For years, PS 39 stood as a poor cousin of other, larger Park Slope elementary schools, known more for its quaint, somewhat quirky 1877 building than for what went on inside. It even looked to neighboring District 13 to fill its classrooms. That has changed.
Since longtime PS 29 teacher Anita de Paz became principal in 2006, enrollment, though tiny by New York City standards, has increased. The school now fills virtually all of its slots with children from its zone.
"We're now a neighborhood-based school," de Paz says. "More and more families from the neighborhood are choosing to send their children here."
As the school population has shifted, PS 39 has lost its Title 1 money. And its student body is much less diverse than it once was, reflecting the increasingly affluent neighborhood.
The late 19th century building itself, while attractive on the outside, presents challenges. Despite extensive renovations, it has no internal hallways and students and staff must pass through one another's classrooms. The only bathrooms for students in grades K through 5 are in the basement, and the students use a gym across the street. A major -- and unexpected -- roof replacement project will go on until summer 2013, rendering all or part of the schoolyard unusable.
There are some advantages. "There is no hiding anything at this school," says de Paz who began teaching at the school in the 1980s. The small environment fosters PS 39's community feeling, vital for some students whose own families may not be intact. And the size and shape of the building helps keeps class size small -- from 20 to 25 students, depending on the grade,
All students take art and music once or twice weekly. The music seems particularly strong featuring teaching artists from the New York Philharmonic and students learning music composition. Other partnerships abound, enabling 3rd graders to publish poetry, pre-K kids to dance and 2nd graders to swim. Parents helped create a community garden.

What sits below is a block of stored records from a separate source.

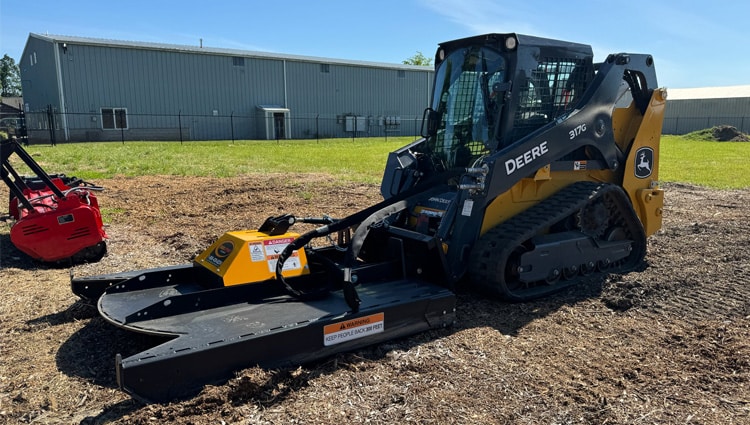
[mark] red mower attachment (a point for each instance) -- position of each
(57, 217)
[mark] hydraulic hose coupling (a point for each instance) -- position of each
(479, 175)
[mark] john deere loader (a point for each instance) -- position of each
(537, 168)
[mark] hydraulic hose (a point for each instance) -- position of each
(364, 219)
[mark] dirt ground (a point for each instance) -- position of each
(667, 345)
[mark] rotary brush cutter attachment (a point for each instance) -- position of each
(266, 298)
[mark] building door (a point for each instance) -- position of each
(278, 125)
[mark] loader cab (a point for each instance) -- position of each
(493, 90)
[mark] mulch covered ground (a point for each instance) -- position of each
(668, 344)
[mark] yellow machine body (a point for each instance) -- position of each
(248, 256)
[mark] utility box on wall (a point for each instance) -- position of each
(356, 123)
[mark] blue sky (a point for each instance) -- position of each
(694, 43)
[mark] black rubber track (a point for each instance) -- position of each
(489, 264)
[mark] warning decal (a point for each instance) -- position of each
(256, 252)
(337, 333)
(274, 247)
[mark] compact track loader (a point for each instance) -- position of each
(56, 218)
(537, 167)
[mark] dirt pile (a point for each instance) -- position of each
(727, 133)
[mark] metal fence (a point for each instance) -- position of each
(51, 126)
(117, 124)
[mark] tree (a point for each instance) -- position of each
(10, 77)
(419, 59)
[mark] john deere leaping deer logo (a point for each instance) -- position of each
(644, 162)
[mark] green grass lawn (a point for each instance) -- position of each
(683, 159)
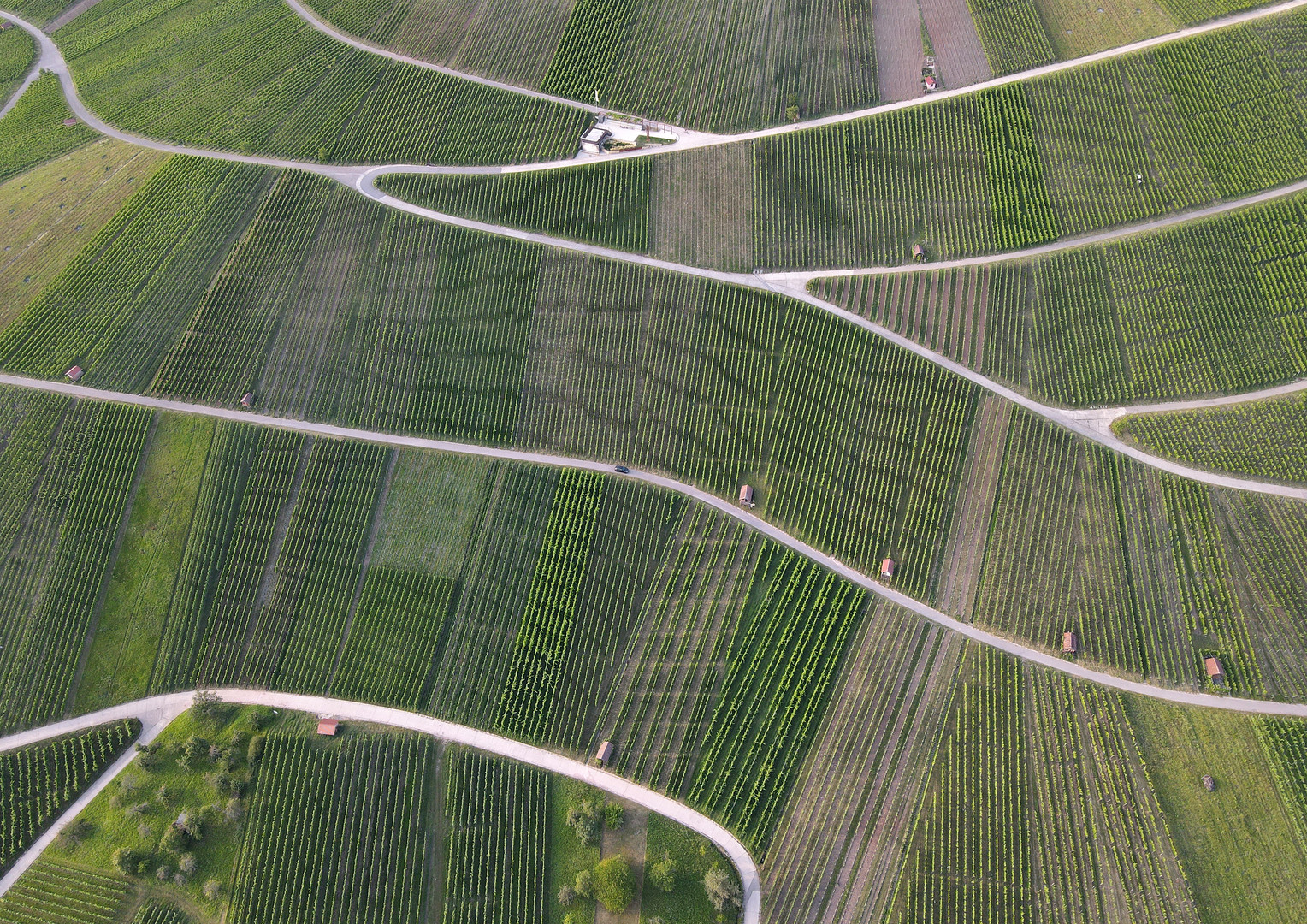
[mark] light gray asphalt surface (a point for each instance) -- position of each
(156, 713)
(727, 507)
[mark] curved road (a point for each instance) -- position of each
(363, 178)
(742, 514)
(156, 713)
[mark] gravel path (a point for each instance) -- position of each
(742, 514)
(156, 713)
(957, 44)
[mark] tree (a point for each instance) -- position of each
(614, 884)
(126, 860)
(663, 874)
(210, 708)
(584, 820)
(614, 815)
(722, 887)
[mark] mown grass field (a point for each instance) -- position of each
(169, 71)
(55, 210)
(17, 54)
(252, 817)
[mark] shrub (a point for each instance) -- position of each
(210, 708)
(614, 884)
(663, 874)
(722, 887)
(126, 860)
(583, 820)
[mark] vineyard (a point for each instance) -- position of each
(121, 304)
(1012, 34)
(169, 72)
(91, 185)
(1107, 144)
(52, 893)
(17, 52)
(337, 832)
(551, 613)
(839, 844)
(38, 782)
(34, 131)
(467, 36)
(596, 203)
(779, 671)
(1175, 314)
(393, 638)
(1150, 572)
(498, 840)
(1265, 440)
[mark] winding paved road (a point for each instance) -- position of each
(720, 505)
(156, 713)
(363, 178)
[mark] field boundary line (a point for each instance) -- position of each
(748, 518)
(156, 713)
(363, 44)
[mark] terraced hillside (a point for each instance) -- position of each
(502, 535)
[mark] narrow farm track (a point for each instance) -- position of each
(156, 713)
(364, 176)
(755, 523)
(707, 139)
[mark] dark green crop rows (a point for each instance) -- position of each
(39, 780)
(251, 76)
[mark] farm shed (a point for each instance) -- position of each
(592, 141)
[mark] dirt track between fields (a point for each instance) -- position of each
(156, 713)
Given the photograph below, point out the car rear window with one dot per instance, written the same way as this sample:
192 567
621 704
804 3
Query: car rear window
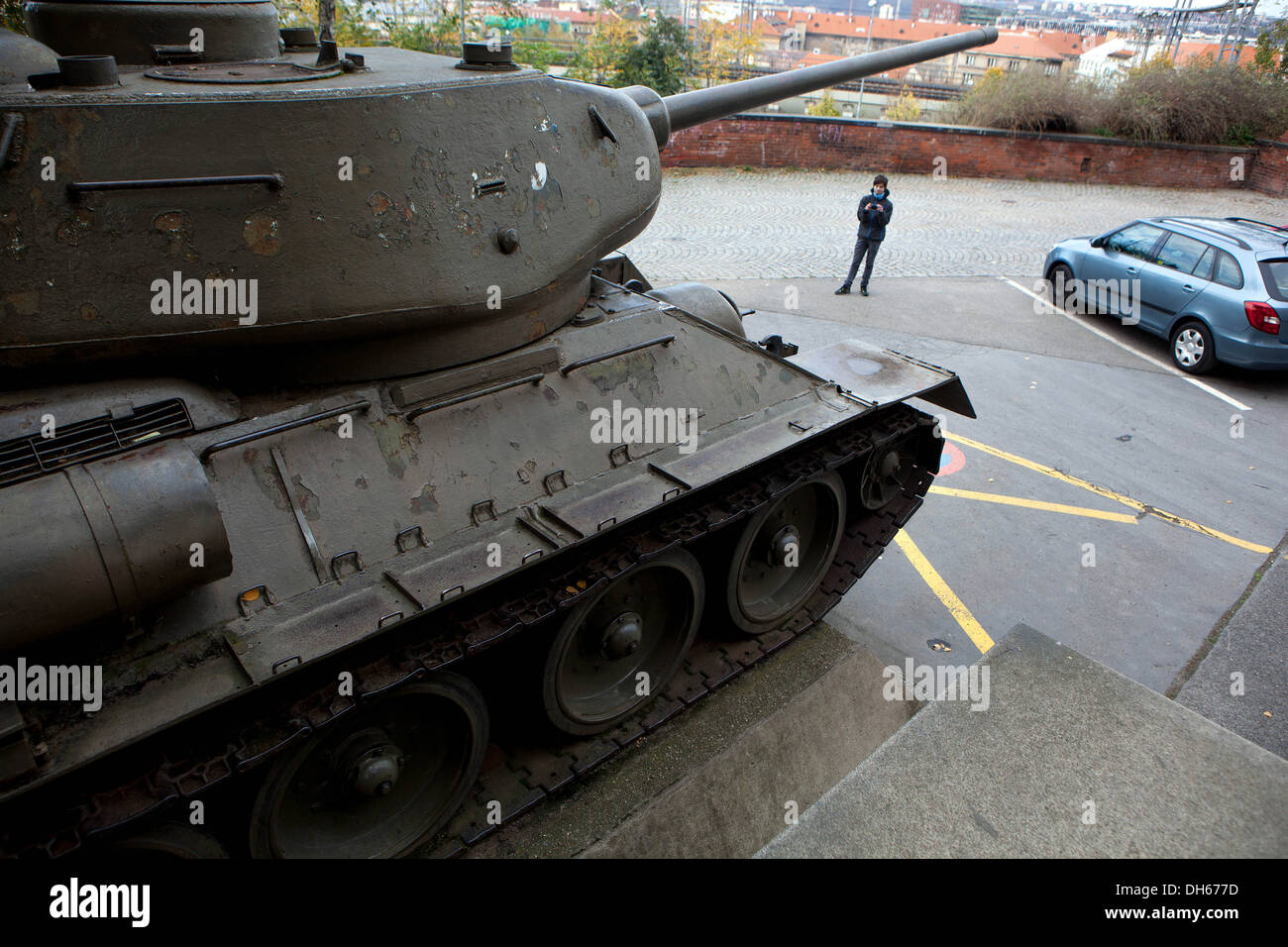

Students help determine PS 39's enrichment program for grades 2 through 5. The school surveys children about their interests, then devises classes and lists them in a brochure. Students choose among projects, such as drumming, cooking, robotics and movie-making which take place in weekly sessions taught by school staff, parents and, occasionally, consultants. "The whole foundation is kids study what they want, how they want," de Paz says. "When you give choice to children, they're going to work deeper because they really have an interest in what they're learning."
Classes generally seemed engaged and even lively. To learn about balance, 2nd-graders attached clothespins to cardboard cutout lobsters and then tried to keep them from toppling. In social students, student broke into groups to compare various aspects of life in Egypt and Kenya. First graders discussed what they had learned from the book "Regina's Mistake."
PS 39's test scores, while relatively high, lag behind those of some other neighborhood schools and those of what the Department of Education considers its peer schools. The principal said test scores can provide useful data, but they do not reflect the learning that goes on at the school. "What gets lost in the mix, is that behind every score, there's a child," she said, adding that she would never want the school to become "a test academy."
A very active PTA has helped the school make up for some of the money lost due to budget cuts, including funding teacher training. Parents also worked with the School Construction Authority to insure the roof repair would be as unobtrusive as possible and helped get the street closed to traffic during recess so children could play outsid.
Special education: There are integrated co-teaching classes but no self-contained special classes. PS 39 will adjust its services to fit the students it has at any given time.
After school: In 2011-2012 there were only a few short-term programs such as chess and visual arts. The school hopes to offer a fulltime, fee-based program, in conjunction with nearby Beth Elohim.